Les circonstances des agressions et le comportement de la victime
Plusieurs témoins ont indiqué que le prévenu aurait attiré certains hommes vers « le fond du parc » en lui manifestant des gestes suggestifs et en adoptant un regard qui ne laissait pas de doute. Ces témoins rapportent que ces démarches précèdent l’agression proprement dite. Une des victimes a expliqué avoir été guidée dans un endroit plus silencieux par le jeune homme, avant de se faire agresser en recevant plusieurs coups au visage. Lors de son interrogatoire, la victime a également raconté avoir été étranglée au cours de l’agression, tout comme d’autres victimes qui ont témoigné avoir été étranglées lors des faits. Ces témoignages pointent la violence et la brutalité de ces incidents.
Une justification centrée sur le besoin d’argent
Interrogé lors de l’audience, le prévenu a lancé une interrogation qui reflète sa logique : « Je ne sais pas si je suis homophobe ou homosexuel ? », avant d’expliquer qu’il avait conduit ses victimes dans des zones plus isolées pour leur soutirer de l’argent. Il a aussi présenté ses regrets pour ses actes à plusieurs reprises, précisant qu’il agissait par nécessité financière. Selon ses déclarations, il savait que le parc était un lieu de rencontres connu. Une victime a raconté avoir croisé le jeune homme dans cet espace, tenant un bâton en bois. Cette personne affirme que l’agresseur lui a demandé son portefeuille puis l’a frappé à plusieurs reprises avec le bâton. Elle précise que, contrairement à d’autres victimes, il n’a pas fait de gestes suggestifs ni indiqué d’insultes homophobes lors de l’agression.
Le contexte et la sanction judiciaire
Le procureur de la République a décrit le comportement de l’accusé comme une « chasse » dans un lieu précis, insistant sur la gravité des faits. Il avait sollicité une peine de quatre ans de prison, dont un an de sursis avec un suivi probatoire. La défense, représentée par l’avocat Me Samy Robert, a souligné que le casier judiciaire du jeune homme était vierge avant ces événements. La police a arrêté le prévenu en juillet 2025, à la suite de la signalisation d’une nouvelle agression. Lors de cette arrestation, il a également été reconnu coupable pour un acte de rébellion. La condamnation reflète la gravité des actes commis et leur contexte.
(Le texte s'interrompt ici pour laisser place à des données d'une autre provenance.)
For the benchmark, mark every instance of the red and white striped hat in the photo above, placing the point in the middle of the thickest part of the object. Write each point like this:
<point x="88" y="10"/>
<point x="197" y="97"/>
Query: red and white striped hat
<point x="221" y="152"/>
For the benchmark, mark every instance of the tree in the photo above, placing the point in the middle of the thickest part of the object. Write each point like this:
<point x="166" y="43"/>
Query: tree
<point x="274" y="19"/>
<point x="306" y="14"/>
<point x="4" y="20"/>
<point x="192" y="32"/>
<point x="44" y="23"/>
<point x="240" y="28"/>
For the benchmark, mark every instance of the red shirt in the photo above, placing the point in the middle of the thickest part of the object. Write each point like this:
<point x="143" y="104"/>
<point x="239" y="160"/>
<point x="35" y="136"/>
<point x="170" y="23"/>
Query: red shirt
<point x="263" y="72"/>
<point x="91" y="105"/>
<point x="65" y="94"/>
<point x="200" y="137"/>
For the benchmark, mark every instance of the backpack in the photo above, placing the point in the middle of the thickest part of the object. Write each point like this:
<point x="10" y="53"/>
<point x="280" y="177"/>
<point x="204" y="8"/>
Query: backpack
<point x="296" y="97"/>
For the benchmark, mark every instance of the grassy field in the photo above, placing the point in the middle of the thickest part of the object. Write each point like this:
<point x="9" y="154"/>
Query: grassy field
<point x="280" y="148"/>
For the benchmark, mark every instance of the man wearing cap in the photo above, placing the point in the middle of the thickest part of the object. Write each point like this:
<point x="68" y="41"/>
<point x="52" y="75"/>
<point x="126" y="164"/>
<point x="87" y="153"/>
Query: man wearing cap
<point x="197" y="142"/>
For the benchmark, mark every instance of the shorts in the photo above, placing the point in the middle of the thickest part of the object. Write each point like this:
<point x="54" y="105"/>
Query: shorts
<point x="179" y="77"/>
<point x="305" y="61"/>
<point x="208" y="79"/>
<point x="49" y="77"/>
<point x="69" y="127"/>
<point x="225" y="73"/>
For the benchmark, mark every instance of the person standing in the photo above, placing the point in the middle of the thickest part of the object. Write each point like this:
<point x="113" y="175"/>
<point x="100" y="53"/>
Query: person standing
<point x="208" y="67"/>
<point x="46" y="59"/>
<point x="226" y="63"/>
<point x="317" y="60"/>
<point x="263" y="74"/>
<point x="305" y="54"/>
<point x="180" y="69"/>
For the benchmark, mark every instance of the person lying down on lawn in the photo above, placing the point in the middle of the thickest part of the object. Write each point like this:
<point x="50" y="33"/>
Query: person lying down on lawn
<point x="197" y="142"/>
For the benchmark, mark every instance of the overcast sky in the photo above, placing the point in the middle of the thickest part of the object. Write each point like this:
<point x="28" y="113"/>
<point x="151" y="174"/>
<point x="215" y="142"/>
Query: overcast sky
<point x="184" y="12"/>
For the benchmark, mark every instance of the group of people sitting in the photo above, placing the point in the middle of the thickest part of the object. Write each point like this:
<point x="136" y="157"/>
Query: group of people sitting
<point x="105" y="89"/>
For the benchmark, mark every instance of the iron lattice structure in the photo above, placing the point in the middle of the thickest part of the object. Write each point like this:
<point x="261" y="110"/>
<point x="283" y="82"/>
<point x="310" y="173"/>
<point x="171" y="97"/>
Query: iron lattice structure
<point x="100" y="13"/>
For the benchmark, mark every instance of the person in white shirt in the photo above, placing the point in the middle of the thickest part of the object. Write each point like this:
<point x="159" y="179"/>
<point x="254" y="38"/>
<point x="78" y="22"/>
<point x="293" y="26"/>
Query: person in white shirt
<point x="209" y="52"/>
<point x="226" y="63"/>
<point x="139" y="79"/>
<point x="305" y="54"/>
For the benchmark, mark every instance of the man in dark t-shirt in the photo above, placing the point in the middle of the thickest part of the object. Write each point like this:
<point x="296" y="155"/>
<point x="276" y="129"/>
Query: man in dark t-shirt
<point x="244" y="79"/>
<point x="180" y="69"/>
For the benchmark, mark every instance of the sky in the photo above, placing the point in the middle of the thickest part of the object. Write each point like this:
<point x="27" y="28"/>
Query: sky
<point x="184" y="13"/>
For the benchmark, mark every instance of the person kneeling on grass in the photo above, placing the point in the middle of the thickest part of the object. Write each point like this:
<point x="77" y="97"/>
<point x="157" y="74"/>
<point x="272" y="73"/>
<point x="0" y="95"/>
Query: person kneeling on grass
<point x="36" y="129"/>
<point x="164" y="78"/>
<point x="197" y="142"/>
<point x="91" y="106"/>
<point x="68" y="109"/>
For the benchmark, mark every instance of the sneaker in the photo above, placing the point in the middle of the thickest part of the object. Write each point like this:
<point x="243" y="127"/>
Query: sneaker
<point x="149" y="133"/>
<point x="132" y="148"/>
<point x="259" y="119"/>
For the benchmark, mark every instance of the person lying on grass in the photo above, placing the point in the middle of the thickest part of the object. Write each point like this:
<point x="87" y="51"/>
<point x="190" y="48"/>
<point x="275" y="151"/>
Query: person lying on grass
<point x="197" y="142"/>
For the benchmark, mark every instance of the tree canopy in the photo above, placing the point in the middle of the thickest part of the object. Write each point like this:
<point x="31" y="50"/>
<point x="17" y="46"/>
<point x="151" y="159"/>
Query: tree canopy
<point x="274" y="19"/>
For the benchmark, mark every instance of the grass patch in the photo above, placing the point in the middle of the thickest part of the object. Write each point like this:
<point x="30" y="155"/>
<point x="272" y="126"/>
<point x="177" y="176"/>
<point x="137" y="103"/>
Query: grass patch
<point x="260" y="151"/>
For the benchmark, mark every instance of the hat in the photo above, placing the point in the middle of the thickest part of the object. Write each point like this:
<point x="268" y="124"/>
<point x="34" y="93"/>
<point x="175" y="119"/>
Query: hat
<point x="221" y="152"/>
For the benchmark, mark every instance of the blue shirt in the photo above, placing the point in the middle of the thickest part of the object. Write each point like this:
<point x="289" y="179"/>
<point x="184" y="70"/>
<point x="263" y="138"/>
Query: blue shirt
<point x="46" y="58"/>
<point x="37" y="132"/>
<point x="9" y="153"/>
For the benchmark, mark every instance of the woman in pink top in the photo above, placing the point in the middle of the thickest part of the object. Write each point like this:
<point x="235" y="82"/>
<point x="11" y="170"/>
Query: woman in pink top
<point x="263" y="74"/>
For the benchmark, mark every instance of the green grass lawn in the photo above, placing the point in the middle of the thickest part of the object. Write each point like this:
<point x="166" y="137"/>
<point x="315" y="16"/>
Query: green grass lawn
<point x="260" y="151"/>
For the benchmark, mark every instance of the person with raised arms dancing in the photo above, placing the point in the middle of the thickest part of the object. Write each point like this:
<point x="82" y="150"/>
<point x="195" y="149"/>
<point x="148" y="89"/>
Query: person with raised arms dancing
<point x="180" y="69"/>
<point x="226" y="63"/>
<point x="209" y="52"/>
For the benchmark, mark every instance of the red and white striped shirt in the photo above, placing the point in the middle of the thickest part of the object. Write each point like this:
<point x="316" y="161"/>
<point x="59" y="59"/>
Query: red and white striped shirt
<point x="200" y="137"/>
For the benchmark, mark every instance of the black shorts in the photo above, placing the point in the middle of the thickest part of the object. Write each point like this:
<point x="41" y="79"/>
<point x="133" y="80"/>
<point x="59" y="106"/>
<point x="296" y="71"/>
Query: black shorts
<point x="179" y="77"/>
En résumé, cette affaire met en lumière la complexité des motivations et des comportements qui ont conduit ce jeune homme à commettre ces actes violents. La justice a choisi d’appliquer une peine ferme, prenant en compte la gravité des violences volontaires et des vols avec violence, tout en tenant compte des éléments présentés lors du procès.